A conversion is only done when the row count and values match. Check both files agree:
clickhouse local -q "
SELECT
(SELECT count() FROM file('events_large.parquet')) AS parquet_rows,
(SELECT count() FROM file('events_large.arrow')) AS arrow_rows"
On the 3,000,000-row events_large.parquet (~23 MB Parquet in, ~68 MB Arrow out), the full conversion runs in:
clickhouse local -q "SELECT * FROM file('events_large.parquet') INTO OUTFILE 'events_large.arrow' TRUNCATE FORMAT Arrow"
~0.30 seconds, best of three with a warm OS page cache, on an Apple M4 Pro laptop (14 cores, 24 GB RAM). Because both sides are columnar, the work is mostly reading column chunks and re-laying them out as Arrow record batches; there is no row-by-row text parsing.
Going the other way is the same one line with the formats swapped. See how to convert Arrow to Parquet.
If you're already in a Python process, chDB runs the identical SQL in-process, with no separate binary. Use the same SELECT ... FORMAT Arrow and write the bytes to a file:
import chdb
arrow_bytes = chdb.query("SELECT * FROM file('events.parquet') FORMAT Arrow").bytes()
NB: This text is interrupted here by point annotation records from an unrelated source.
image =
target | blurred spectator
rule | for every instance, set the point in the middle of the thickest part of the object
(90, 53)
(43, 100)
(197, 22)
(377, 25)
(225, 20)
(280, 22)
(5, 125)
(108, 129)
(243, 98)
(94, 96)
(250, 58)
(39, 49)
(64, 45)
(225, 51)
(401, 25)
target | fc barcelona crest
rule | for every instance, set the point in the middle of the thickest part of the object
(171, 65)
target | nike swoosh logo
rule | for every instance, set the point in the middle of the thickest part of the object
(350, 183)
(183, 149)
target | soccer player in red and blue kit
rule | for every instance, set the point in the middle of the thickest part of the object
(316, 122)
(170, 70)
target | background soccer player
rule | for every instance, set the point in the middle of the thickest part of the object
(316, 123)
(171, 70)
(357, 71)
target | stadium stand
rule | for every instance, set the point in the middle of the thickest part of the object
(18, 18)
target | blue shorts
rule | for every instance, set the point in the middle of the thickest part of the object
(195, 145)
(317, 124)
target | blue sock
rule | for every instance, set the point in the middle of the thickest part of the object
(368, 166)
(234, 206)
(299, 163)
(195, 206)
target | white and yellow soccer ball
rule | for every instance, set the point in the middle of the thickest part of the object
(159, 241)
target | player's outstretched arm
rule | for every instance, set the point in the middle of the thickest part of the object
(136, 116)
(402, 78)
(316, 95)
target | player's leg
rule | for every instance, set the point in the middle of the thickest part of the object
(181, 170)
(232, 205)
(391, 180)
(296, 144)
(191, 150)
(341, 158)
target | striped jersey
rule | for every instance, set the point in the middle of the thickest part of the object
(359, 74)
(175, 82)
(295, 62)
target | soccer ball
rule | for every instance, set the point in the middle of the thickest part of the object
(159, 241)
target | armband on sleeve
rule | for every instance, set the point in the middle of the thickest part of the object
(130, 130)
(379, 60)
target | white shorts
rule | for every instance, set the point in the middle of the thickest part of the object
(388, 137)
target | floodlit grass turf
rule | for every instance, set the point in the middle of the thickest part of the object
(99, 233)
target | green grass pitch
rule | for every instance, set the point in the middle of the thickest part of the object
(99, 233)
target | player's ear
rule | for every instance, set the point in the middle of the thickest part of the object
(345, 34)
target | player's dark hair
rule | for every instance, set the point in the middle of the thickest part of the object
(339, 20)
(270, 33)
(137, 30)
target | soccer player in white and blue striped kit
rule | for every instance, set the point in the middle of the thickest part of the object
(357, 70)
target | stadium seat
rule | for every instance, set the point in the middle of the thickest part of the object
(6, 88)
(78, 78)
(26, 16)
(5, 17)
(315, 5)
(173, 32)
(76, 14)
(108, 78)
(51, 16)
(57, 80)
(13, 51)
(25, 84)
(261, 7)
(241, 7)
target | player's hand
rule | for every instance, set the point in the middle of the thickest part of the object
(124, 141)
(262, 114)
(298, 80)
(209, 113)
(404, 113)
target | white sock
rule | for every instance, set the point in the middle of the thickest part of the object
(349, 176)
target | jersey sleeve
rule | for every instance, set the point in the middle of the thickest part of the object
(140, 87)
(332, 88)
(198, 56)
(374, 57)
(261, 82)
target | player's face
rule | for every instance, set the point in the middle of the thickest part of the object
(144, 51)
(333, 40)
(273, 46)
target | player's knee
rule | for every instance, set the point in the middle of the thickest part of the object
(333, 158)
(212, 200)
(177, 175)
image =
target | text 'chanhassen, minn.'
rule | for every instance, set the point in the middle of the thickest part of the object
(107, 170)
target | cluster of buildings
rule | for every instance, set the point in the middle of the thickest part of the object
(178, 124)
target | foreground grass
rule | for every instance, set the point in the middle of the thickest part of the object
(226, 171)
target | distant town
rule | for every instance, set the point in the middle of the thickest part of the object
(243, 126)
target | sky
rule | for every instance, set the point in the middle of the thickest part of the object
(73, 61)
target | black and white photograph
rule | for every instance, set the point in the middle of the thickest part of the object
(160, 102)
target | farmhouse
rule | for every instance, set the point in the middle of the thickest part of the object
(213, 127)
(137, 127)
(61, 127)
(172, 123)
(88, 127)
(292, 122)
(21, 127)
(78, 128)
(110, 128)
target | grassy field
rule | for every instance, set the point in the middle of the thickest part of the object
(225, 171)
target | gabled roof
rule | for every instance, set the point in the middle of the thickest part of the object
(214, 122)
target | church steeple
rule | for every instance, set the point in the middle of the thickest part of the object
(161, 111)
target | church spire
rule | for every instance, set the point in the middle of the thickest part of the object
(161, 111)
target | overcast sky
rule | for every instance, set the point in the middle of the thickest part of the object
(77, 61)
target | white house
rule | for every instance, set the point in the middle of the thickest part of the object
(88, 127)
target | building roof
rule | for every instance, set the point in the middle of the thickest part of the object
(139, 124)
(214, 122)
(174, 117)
with open("events.arrow", "wb") as f:
f.write(arrow_bytes)
# Or skip the file entirely and get a DataFrame, since Arrow is the handoff:
df = chdb.query("SELECT * FROM file('events.parquet')", "DataFrame")
print(df.shape)
For reading Arrow back into a DataFrame, see how to read an Arrow file in Python with chDB.
The complete, runnable example lives in the ClickHouse examples repo: generate.sh to create the sample Parquet files (including the 3M-row file used for the timing above), run.sh with every command on this page, run.py / run.ipynb for the chDB path, and expected_output.txt.
github.com/ClickHouse/examples/tree/main/local-analytics/convert-parquet-to-arrow
The same SQL that converts a local file scales unchanged to a ClickHouse server or ClickHouse Cloud when the data outgrows your laptop.